What should I do? I can't split square roots into integers and their fractional part!
On
This is a case where approximation can lead to disasters: if we use 0.73 and 0.41 for the two fractional parts, we get, according to bc -l
(0.73^2-2*0.41^2)/(0.73-2*0.41)
-2.18555555555555555555
and this would lead to $-3$ as the result. Not better if we use five digits:
(0.73205^2-2*0.41421^2)/(0.73205-2*0.41421)
-2.00018007990038393690
However, if one uses rounding to ten decimal digits, the result would be -1.99999999953945978587 (truncation would still lead to a number less than $-2$).
This of course makes one suspect that the fraction's value is $-2$, which it indeed is. The algebraic proof is not difficult by considering that $\{\sqrt{3}\}=\sqrt{3}-1$ and $\{\sqrt{2}\}=\sqrt{2}-1$ (done in another answer).
Hint: $\{\sqrt{3}\} = \sqrt{3}-1$ and $\{\sqrt{2}\} = \sqrt{2}-1$ because $\sqrt{3}$ and $\sqrt{2}$ lie between $1$ and $2$.

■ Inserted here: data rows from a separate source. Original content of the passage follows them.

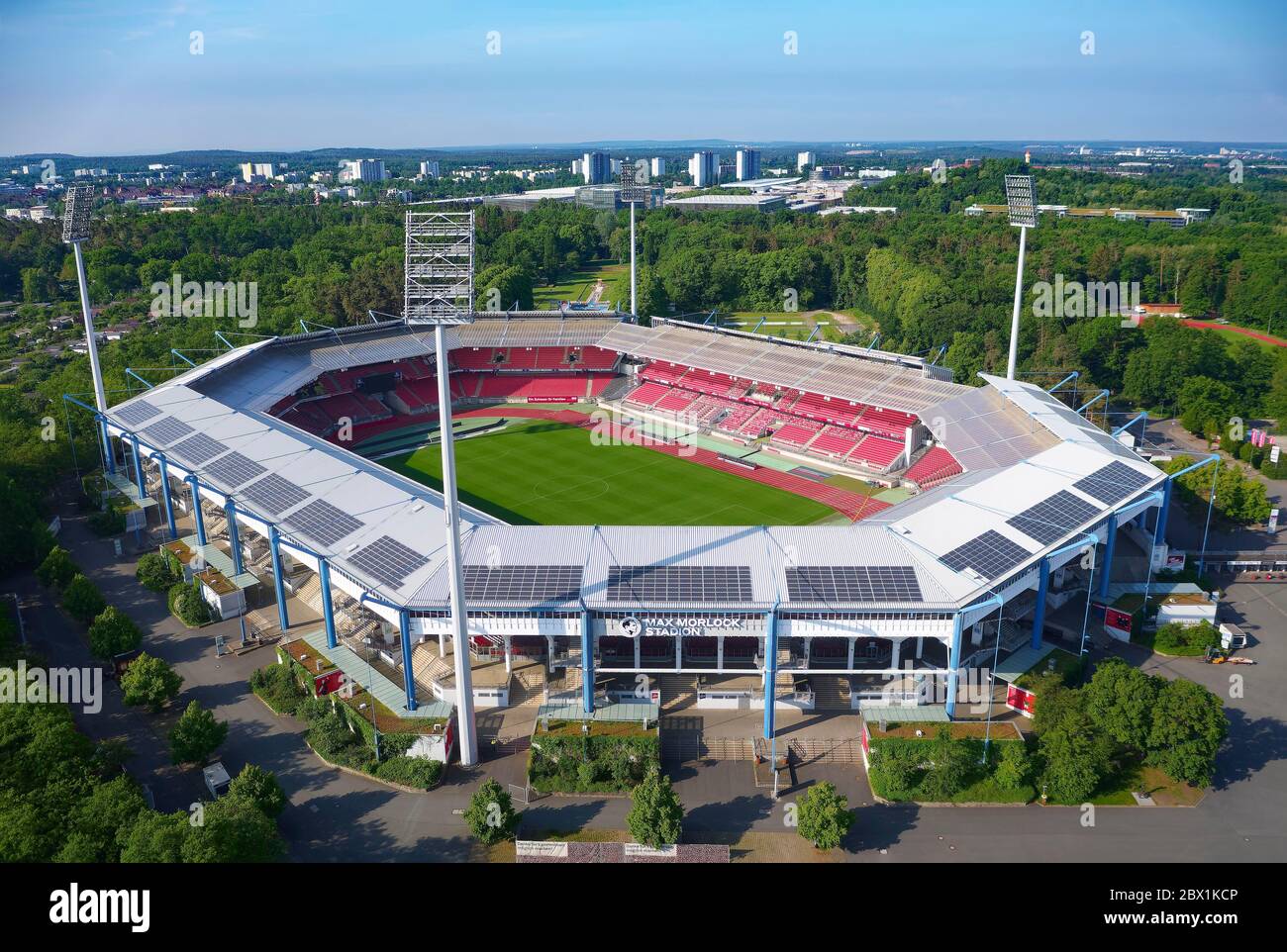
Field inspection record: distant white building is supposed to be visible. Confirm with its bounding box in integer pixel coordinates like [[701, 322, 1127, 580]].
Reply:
[[689, 149, 720, 188], [340, 158, 389, 181], [242, 162, 274, 181]]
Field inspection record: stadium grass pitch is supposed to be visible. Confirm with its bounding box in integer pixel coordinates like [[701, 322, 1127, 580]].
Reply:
[[381, 420, 837, 526]]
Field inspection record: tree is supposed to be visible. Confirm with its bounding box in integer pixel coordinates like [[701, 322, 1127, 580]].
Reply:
[[89, 605, 143, 660], [168, 700, 228, 764], [464, 777, 519, 846], [1144, 678, 1230, 786], [626, 764, 683, 849], [992, 741, 1033, 790], [117, 809, 192, 863], [121, 653, 183, 714], [1085, 657, 1163, 750], [36, 545, 80, 588], [228, 764, 287, 819], [134, 552, 180, 592], [63, 575, 107, 625], [798, 784, 853, 850], [179, 798, 286, 863]]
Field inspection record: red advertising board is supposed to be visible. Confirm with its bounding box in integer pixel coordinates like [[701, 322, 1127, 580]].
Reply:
[[1005, 685, 1038, 717]]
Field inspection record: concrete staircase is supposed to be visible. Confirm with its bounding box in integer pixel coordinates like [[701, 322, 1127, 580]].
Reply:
[[808, 674, 850, 712]]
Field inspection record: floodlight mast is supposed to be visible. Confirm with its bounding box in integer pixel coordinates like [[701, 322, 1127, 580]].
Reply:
[[63, 185, 113, 471], [1005, 175, 1038, 380], [403, 211, 479, 767]]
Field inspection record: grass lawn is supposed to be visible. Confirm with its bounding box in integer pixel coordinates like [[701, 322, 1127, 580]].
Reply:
[[383, 420, 833, 526]]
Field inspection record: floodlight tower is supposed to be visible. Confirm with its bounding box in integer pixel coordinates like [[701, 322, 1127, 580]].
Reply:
[[1005, 175, 1038, 380], [403, 211, 479, 767], [63, 185, 113, 472], [621, 159, 651, 319]]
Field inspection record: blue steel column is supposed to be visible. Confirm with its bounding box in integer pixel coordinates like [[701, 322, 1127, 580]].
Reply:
[[98, 417, 116, 472], [947, 613, 961, 720], [1099, 512, 1117, 599], [580, 612, 595, 714], [318, 558, 340, 653], [224, 499, 246, 575], [764, 612, 777, 746], [398, 609, 419, 711], [1033, 558, 1050, 648], [267, 524, 291, 631], [188, 473, 206, 545], [157, 453, 179, 539], [130, 433, 148, 499], [1148, 480, 1174, 545]]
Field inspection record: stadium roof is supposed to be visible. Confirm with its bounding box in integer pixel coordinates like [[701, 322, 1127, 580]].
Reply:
[[107, 313, 1165, 613]]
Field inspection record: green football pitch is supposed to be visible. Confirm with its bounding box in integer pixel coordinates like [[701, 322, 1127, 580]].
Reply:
[[381, 420, 843, 526]]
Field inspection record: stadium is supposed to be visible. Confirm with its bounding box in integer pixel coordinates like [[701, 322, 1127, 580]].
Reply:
[[85, 293, 1170, 755]]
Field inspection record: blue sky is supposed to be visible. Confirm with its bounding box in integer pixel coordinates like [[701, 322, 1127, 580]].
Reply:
[[0, 0, 1287, 154]]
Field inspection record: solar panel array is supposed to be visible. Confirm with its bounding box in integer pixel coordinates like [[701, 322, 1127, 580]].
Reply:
[[348, 535, 429, 588], [939, 528, 1031, 579], [206, 450, 267, 489], [286, 499, 365, 545], [170, 433, 228, 466], [1005, 489, 1099, 545], [786, 565, 921, 602], [606, 565, 753, 602], [112, 400, 161, 426], [464, 565, 582, 602], [142, 417, 196, 444], [242, 472, 309, 516], [1072, 462, 1149, 506]]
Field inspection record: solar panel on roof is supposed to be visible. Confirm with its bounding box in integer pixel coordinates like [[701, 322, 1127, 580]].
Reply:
[[286, 499, 365, 545], [939, 528, 1031, 579], [142, 417, 194, 445], [112, 400, 161, 426], [170, 433, 228, 466], [206, 450, 267, 489], [242, 472, 309, 516], [1005, 489, 1099, 545], [606, 565, 753, 602], [348, 535, 429, 588], [1072, 462, 1149, 506], [786, 565, 922, 602], [464, 565, 582, 602]]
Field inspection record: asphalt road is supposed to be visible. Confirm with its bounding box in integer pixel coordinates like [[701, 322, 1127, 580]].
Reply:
[[17, 499, 1287, 862]]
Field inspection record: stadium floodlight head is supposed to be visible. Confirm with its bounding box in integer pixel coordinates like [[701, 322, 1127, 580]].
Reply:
[[1005, 175, 1038, 380], [63, 185, 94, 244], [1005, 175, 1038, 228], [403, 211, 473, 326]]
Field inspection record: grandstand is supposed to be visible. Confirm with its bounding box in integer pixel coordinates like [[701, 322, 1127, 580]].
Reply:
[[95, 312, 1170, 756]]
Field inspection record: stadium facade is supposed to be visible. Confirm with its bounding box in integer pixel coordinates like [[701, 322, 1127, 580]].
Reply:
[[88, 312, 1171, 751]]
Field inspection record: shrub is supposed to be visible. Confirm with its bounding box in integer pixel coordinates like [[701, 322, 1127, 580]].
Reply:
[[228, 764, 287, 817], [36, 545, 80, 588], [376, 756, 443, 790], [626, 766, 683, 849], [89, 605, 143, 660], [464, 777, 519, 846], [121, 653, 183, 714], [797, 784, 853, 849], [166, 579, 211, 627], [249, 664, 309, 714], [134, 552, 181, 592], [63, 575, 107, 625], [168, 700, 228, 764]]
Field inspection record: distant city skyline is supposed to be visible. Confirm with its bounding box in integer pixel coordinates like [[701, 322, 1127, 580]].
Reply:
[[0, 0, 1287, 155]]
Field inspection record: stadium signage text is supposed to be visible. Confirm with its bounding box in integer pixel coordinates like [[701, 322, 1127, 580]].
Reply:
[[621, 617, 742, 638]]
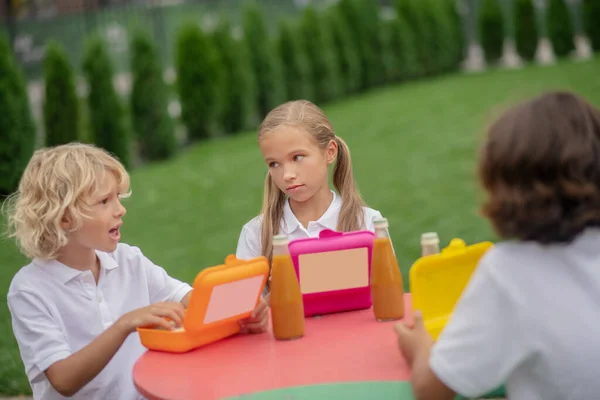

Comment: Since you have accepted, I complete the simplification. We have $$\frac{(\sqrt{3}-1)^2 - 2(\sqrt{2}-1)^2}{(\sqrt{3}-1)-2(\sqrt{2}-1)}$$ $$=\frac{(3-2\sqrt{3}+1)-2(2-2\sqrt{2}+1)}{\sqrt{3}-2\sqrt{2} +1}$$ $$=\frac{-2\sqrt{3} + 4\sqrt{2} -2}{\sqrt{3}-2\sqrt{2} +1}$$ $$= \frac{-2\cdot(\sqrt{3}-2\sqrt{2}+1)}{\sqrt{3}-2\sqrt{2} +1}$$ $$=-2\cdot\frac{\sqrt{3}-2\sqrt{2} +1}{\sqrt{3}-2\sqrt{2} +1}$$ $$=-2$$
So $z=-2$ and thus $\lfloor z \rfloor = \boxed{-2}$.